Not a single child responded. Not with words, not with gestures, not with any indication they’d heard or understood or cared. They’d been broken so completely that even the promise of rescue couldn’t penetrate their protective shutdown.
Shuyin turned back to the stairs where her family and the workers stood frozen in horror. "We need to move them immediately. Right now. This room is...." She couldn’t even articulate how inadequate, how cruel, how deliberately torturous these conditions were. "We have empty guest rooms throughout the mansion. Clean rooms with beds and windows. Start preparing them. We’re moving every single child out of this chamber within the hour."

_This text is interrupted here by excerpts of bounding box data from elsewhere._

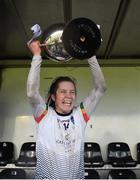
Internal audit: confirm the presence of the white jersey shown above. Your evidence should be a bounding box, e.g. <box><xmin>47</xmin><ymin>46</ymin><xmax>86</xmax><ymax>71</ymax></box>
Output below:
<box><xmin>36</xmin><ymin>107</ymin><xmax>88</xmax><ymax>179</ymax></box>
<box><xmin>27</xmin><ymin>56</ymin><xmax>105</xmax><ymax>179</ymax></box>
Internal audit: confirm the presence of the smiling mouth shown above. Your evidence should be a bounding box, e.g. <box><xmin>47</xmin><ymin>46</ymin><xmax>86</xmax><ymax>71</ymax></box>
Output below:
<box><xmin>63</xmin><ymin>100</ymin><xmax>72</xmax><ymax>106</ymax></box>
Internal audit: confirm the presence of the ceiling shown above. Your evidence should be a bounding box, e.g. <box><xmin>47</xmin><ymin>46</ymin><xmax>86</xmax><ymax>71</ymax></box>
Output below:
<box><xmin>0</xmin><ymin>0</ymin><xmax>140</xmax><ymax>65</ymax></box>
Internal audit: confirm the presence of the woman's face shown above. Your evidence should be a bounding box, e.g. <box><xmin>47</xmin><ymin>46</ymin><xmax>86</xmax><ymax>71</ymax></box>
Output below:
<box><xmin>52</xmin><ymin>81</ymin><xmax>76</xmax><ymax>114</ymax></box>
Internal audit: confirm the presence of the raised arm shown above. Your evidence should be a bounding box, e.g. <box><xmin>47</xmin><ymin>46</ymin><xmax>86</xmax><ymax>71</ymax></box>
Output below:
<box><xmin>83</xmin><ymin>56</ymin><xmax>106</xmax><ymax>116</ymax></box>
<box><xmin>27</xmin><ymin>41</ymin><xmax>46</xmax><ymax>118</ymax></box>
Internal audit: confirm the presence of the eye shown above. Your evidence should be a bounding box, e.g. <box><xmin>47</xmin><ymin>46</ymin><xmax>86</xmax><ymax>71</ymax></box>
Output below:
<box><xmin>60</xmin><ymin>89</ymin><xmax>67</xmax><ymax>94</ymax></box>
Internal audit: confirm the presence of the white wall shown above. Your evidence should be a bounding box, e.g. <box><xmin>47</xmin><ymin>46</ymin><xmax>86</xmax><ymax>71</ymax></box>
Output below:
<box><xmin>0</xmin><ymin>64</ymin><xmax>140</xmax><ymax>160</ymax></box>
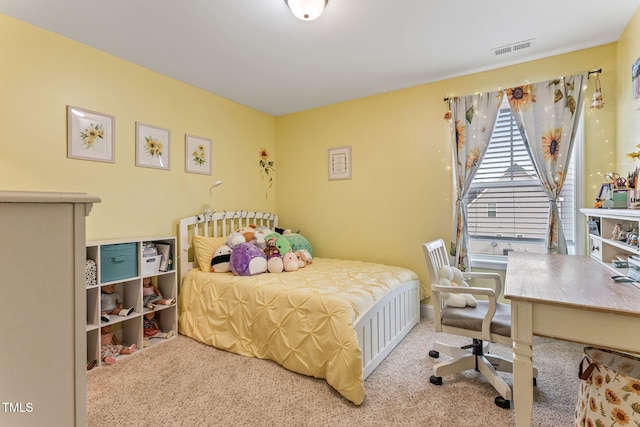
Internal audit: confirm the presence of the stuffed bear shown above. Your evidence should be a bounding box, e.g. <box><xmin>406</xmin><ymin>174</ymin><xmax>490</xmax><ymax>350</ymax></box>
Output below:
<box><xmin>264</xmin><ymin>233</ymin><xmax>291</xmax><ymax>256</ymax></box>
<box><xmin>227</xmin><ymin>231</ymin><xmax>247</xmax><ymax>249</ymax></box>
<box><xmin>282</xmin><ymin>233</ymin><xmax>313</xmax><ymax>255</ymax></box>
<box><xmin>253</xmin><ymin>226</ymin><xmax>274</xmax><ymax>249</ymax></box>
<box><xmin>267</xmin><ymin>249</ymin><xmax>284</xmax><ymax>273</ymax></box>
<box><xmin>211</xmin><ymin>245</ymin><xmax>231</xmax><ymax>273</ymax></box>
<box><xmin>229</xmin><ymin>242</ymin><xmax>267</xmax><ymax>276</ymax></box>
<box><xmin>438</xmin><ymin>265</ymin><xmax>477</xmax><ymax>308</ymax></box>
<box><xmin>236</xmin><ymin>224</ymin><xmax>256</xmax><ymax>243</ymax></box>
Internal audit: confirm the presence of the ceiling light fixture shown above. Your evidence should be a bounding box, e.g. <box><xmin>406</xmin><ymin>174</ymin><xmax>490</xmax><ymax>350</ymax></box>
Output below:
<box><xmin>284</xmin><ymin>0</ymin><xmax>329</xmax><ymax>21</ymax></box>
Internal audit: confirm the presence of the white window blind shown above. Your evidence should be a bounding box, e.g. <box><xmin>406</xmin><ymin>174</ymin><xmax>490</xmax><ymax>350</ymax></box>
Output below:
<box><xmin>465</xmin><ymin>101</ymin><xmax>575</xmax><ymax>256</ymax></box>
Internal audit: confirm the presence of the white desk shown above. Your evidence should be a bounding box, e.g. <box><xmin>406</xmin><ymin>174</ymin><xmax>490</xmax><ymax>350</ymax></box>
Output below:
<box><xmin>504</xmin><ymin>252</ymin><xmax>640</xmax><ymax>426</ymax></box>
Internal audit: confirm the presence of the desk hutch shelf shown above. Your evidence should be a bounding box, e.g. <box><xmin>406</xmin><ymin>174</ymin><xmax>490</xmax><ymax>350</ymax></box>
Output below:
<box><xmin>580</xmin><ymin>209</ymin><xmax>640</xmax><ymax>276</ymax></box>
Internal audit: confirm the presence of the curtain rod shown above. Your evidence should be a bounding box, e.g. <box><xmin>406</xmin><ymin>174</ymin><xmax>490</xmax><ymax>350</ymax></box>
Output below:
<box><xmin>444</xmin><ymin>68</ymin><xmax>602</xmax><ymax>102</ymax></box>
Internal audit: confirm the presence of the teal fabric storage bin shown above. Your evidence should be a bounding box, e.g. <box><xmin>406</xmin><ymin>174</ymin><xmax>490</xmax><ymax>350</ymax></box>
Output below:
<box><xmin>100</xmin><ymin>243</ymin><xmax>138</xmax><ymax>283</ymax></box>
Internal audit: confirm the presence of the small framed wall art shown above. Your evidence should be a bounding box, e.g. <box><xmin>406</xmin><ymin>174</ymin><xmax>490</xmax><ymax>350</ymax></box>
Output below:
<box><xmin>67</xmin><ymin>105</ymin><xmax>116</xmax><ymax>163</ymax></box>
<box><xmin>329</xmin><ymin>147</ymin><xmax>351</xmax><ymax>181</ymax></box>
<box><xmin>184</xmin><ymin>135</ymin><xmax>211</xmax><ymax>175</ymax></box>
<box><xmin>136</xmin><ymin>122</ymin><xmax>171</xmax><ymax>170</ymax></box>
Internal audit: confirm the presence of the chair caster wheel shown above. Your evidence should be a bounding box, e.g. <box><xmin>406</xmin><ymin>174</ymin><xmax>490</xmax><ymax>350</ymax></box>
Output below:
<box><xmin>494</xmin><ymin>396</ymin><xmax>511</xmax><ymax>409</ymax></box>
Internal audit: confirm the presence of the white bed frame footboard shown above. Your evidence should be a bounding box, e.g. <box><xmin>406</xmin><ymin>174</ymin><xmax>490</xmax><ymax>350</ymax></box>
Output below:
<box><xmin>178</xmin><ymin>211</ymin><xmax>420</xmax><ymax>379</ymax></box>
<box><xmin>353</xmin><ymin>280</ymin><xmax>420</xmax><ymax>379</ymax></box>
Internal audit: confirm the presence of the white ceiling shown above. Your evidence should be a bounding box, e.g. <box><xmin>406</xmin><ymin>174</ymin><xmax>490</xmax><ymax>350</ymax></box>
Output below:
<box><xmin>0</xmin><ymin>0</ymin><xmax>640</xmax><ymax>116</ymax></box>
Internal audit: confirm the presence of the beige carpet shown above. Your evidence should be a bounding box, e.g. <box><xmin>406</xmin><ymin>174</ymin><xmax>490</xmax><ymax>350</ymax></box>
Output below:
<box><xmin>87</xmin><ymin>319</ymin><xmax>582</xmax><ymax>427</ymax></box>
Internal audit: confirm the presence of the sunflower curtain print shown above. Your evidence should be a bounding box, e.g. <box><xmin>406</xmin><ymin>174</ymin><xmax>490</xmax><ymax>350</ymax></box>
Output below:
<box><xmin>136</xmin><ymin>122</ymin><xmax>171</xmax><ymax>170</ymax></box>
<box><xmin>445</xmin><ymin>91</ymin><xmax>503</xmax><ymax>271</ymax></box>
<box><xmin>258</xmin><ymin>148</ymin><xmax>276</xmax><ymax>199</ymax></box>
<box><xmin>505</xmin><ymin>73</ymin><xmax>588</xmax><ymax>254</ymax></box>
<box><xmin>67</xmin><ymin>105</ymin><xmax>115</xmax><ymax>163</ymax></box>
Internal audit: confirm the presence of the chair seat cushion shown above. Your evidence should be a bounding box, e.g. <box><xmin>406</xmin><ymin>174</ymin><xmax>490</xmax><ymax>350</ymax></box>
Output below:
<box><xmin>442</xmin><ymin>301</ymin><xmax>511</xmax><ymax>337</ymax></box>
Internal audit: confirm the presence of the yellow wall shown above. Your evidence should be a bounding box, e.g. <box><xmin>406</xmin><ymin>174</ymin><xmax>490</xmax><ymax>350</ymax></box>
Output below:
<box><xmin>0</xmin><ymin>15</ymin><xmax>275</xmax><ymax>239</ymax></box>
<box><xmin>0</xmin><ymin>13</ymin><xmax>640</xmax><ymax>298</ymax></box>
<box><xmin>276</xmin><ymin>44</ymin><xmax>616</xmax><ymax>294</ymax></box>
<box><xmin>616</xmin><ymin>5</ymin><xmax>640</xmax><ymax>172</ymax></box>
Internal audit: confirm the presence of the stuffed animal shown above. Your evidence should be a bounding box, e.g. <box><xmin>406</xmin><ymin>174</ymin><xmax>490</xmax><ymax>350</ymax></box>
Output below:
<box><xmin>229</xmin><ymin>242</ymin><xmax>267</xmax><ymax>276</ymax></box>
<box><xmin>282</xmin><ymin>233</ymin><xmax>313</xmax><ymax>255</ymax></box>
<box><xmin>253</xmin><ymin>227</ymin><xmax>274</xmax><ymax>249</ymax></box>
<box><xmin>267</xmin><ymin>249</ymin><xmax>284</xmax><ymax>273</ymax></box>
<box><xmin>236</xmin><ymin>224</ymin><xmax>256</xmax><ymax>243</ymax></box>
<box><xmin>264</xmin><ymin>233</ymin><xmax>291</xmax><ymax>256</ymax></box>
<box><xmin>282</xmin><ymin>252</ymin><xmax>299</xmax><ymax>271</ymax></box>
<box><xmin>438</xmin><ymin>265</ymin><xmax>477</xmax><ymax>308</ymax></box>
<box><xmin>211</xmin><ymin>245</ymin><xmax>231</xmax><ymax>273</ymax></box>
<box><xmin>227</xmin><ymin>231</ymin><xmax>247</xmax><ymax>249</ymax></box>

"Two hundred children?" Ting Fei said, his voice reflecting the overwhelming logistics. "Moving them discreetly...."
"I don’t care about discreet anymore," Shuyin interrupted sharply. "I care about getting them out of this nightmare immediately. Mobilize every servant in the household. Strip the guest wing completely, we’ll need at least forty rooms, maybe more. Clean bedding, clean clothes if we have them, water, food. Move. Now."
The workers scattered, running back up the stairs to begin preparations. The sound of their departure made several children flinch violently, curling tighter into defensive positions.
Shuyin knelt carefully in the small amount of clear floor space near the door, making herself as small and non-threatening as possible. "Lu Yuze, take the children upstairs. They shouldn’t see this. Call your medical associates, we need doctors, in plural, who can come immediately and who won’t ask questions or file reports. As many as you can gather on short notice. Tell them it’s urgent, life-threatening, and completely confidential."
Lu Yuze nodded, already backing toward the stairs with Chen Xiao still in his arms. "Come on, Yuyan. Let’s go help prepare rooms."
"But Mama...." Yuyan protested, not wanting to leave.
"Please do as I say," Shuyin said firmly. "I need you to make sure the rooms are ready. These children deserve clean, comfortable spaces. You understand what they need better than the servants do. Make it perfect for them."